En entendant cela, Kilian glapit. Quand même ! S'il n'était pas fait pour les femmes, pour qui l'était-il donc ? Quand même pas pour les chimpanzés, les koalas ou même cet odieux petit brun qui l'avait tourmenté durant toute la durée du camp, qui lui avait volé un baiser le dernier soir de manière maligne et honteuse et qu'il cherchait depuis à éradiquer de son esprit sans jamais y parvenir ?

« Ouais, t'as raison... Je crois que c'est mieux comme ça. Et puis, je trouverai bien une autre copine au collège, il parait que je suis mignon, ça doit aider, non ? »

« T'es trop bête, Kil, un jour, ça te causera du souci, tu verras ! Bon, j'ai fini ton portrait, je te le scanne tout de suite, attends ! »

Déjà, Gabriel était passé à autre chose. Lui aussi avait une rentrée à préparer. Depuis son renvoi en fanfare de Léon Blum, le jeune artiste n'avait pas vu le temps passer. En juin, sa mère ne le lâcha pas d'une semelle et le fit travailler d'arrache-pied dans leur petit appartement, comme pour lui faire passer l'envie de refaire des vagues en troisième. Et quand enfin il arriva au bout de ses maths, de son histoire et de son français, elle lui fit préparer ses cartons pour leur nouveau déménagement.

« Sérieux, si c'est pour changer de maison tous les ans, je vais plus les défaire les cartons, moi ! »

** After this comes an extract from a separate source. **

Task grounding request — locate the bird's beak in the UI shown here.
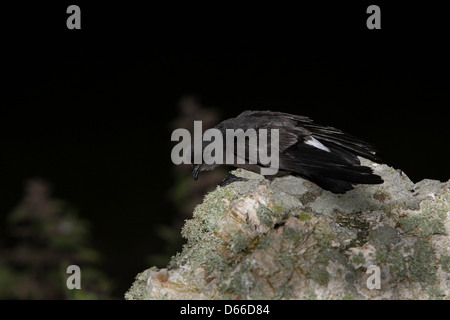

Début juillet, pourtant, et malgré ses petites crises de nerfs, il fut heureux de faire ses adieux à la cité des Rosalines et à ses amis Djibril et Ana. Invité une dernière fois chez la douce Africaine, il put fêter son départ pour les murs intérieurs de la capitale dans le faste de l'hospitalité si commune aux gens du soleil. Ce déménagement l'éloignait de sa petite banlieue de quelques stations de RER et de métro à peine, mais quitter la Seine-Saint-Denis pour Saint-Germain-des-Prés, c'était comme changer de monde et d'univers. Il passait de l'enfer du béton au paradis haussmannien, de sa petite histoire à la grande et de sa folle année de quatrième à une sans doute plus calme, maintenant qu'il entrait en troisième. Au moment des au revoir, ce fut Djibril qui pleura le plus, comme si on venait de lui arracher une partie de son être.